If flying this holiday season wasn't unnerving enough, Americans will face "a record number of airplane seats being chopped." FareCompare chief technology officer and co-founder Graeme Wallace says, "The total seat reduction from the Saturday before Thanksgiving to the Monday after the holiday is more than 600,000. If you look at the data in terms of reduced flights, it is over 8,000."
To make matters even more challenging, the Sunday after Thanksgiving is the busiest travel day of the year, and there are now 35,000 less seats to fill.
If we review the past five years, there has been a reduction of almost 3,000 flights and 190,000 seats on the Wednesday before Thanksgiving alone.
Comparing Flight Capacity 2011 v. 2006: Wednesday Before Thanksgiving
American, Delta and United, Frontier and AirTran are cutting the most capacity. Conversely, Southwest and US Airways have actually added flights.
Understanding Capacity Reduction
Consider this: If the airlines can fill every plane, this means they won't have to sell seats at a discounted price. Is it cheaper to fly with empty seats than to discount them?
Wallace answers, "Basically, if the airlines can keep capacity down and demand is still high, people just have to brace themselves and purchase the more expensive ticket. The only time we see holiday flight sales are when an airline decides to break rank and advertise a sale; other airlines are forced to follow if they want to compete."

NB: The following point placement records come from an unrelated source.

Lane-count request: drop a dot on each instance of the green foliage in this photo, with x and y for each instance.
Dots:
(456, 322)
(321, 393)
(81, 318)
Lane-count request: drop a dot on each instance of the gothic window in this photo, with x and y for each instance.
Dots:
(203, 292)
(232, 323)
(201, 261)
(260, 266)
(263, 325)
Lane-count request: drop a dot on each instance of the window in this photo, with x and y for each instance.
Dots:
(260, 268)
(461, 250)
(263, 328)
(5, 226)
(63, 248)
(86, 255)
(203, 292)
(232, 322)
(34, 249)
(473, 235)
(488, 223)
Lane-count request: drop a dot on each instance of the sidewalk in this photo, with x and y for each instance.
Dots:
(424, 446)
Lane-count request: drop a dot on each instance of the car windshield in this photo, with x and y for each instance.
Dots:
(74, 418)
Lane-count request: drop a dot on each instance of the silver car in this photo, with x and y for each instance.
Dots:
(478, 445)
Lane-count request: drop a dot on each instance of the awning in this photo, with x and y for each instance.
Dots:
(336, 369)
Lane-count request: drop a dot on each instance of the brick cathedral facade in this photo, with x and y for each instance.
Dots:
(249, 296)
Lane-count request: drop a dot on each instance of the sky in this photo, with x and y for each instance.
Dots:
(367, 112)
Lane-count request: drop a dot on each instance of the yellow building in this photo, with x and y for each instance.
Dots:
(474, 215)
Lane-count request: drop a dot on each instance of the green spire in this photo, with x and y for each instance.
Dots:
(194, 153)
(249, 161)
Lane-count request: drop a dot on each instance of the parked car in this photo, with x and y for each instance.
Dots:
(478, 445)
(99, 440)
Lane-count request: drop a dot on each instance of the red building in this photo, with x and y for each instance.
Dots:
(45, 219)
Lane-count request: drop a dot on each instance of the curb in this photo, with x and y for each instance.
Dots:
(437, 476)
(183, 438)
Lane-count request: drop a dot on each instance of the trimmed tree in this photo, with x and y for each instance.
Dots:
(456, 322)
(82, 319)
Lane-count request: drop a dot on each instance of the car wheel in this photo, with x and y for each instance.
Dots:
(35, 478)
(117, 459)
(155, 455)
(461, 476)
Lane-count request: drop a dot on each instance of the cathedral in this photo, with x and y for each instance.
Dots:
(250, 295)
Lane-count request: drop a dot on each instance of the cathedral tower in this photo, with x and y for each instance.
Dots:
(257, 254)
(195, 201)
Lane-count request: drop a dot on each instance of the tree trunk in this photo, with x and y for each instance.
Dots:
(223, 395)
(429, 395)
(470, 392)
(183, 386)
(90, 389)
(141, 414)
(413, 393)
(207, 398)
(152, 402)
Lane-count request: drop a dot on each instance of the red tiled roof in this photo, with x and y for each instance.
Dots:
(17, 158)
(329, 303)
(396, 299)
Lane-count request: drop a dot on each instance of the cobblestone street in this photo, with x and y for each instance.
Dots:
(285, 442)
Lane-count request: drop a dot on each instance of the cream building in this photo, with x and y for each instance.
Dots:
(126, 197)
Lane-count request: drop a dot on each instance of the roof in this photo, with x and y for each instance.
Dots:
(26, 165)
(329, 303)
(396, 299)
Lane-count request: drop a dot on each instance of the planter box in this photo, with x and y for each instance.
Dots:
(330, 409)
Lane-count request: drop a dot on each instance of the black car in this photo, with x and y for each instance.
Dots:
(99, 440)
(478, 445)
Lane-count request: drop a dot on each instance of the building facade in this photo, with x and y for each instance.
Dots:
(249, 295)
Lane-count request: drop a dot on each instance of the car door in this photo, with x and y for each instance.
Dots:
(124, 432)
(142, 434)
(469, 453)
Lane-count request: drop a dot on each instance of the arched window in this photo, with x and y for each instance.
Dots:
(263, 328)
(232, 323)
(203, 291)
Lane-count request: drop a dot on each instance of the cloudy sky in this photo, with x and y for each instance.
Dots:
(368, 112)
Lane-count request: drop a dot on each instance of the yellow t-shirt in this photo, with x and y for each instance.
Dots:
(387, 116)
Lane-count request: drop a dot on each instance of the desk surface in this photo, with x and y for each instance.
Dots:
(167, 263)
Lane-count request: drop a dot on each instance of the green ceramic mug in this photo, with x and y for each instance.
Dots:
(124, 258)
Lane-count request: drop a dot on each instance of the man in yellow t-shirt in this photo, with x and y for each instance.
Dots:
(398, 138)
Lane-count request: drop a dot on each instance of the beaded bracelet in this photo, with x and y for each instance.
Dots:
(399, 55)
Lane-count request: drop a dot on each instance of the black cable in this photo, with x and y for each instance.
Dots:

Comparing Flight Capacity the Days Before and After Thanksgiving
How Will Reduced Capacity Affect Planes?
The airlines will do a bit of juggling between regional jets and standard body planes to account for fewer planes in the air. For instance, 757, 777 and 767 have all had their capacities reduced while bigger plans, like the Airbus 320 and the 737's will be more common. Wallace mentioned one notable change, "This year, you can't fly a 747 from Denver to Chicago."
How to Buy a Ticket for Thanksgiving
First and foremost, you need to start shopping now for Thanksgiving and Christmas. The bottom line is that if you want to buy today, regardless of travel dates, airfares are averaging about $40 more than they were at the same time last year.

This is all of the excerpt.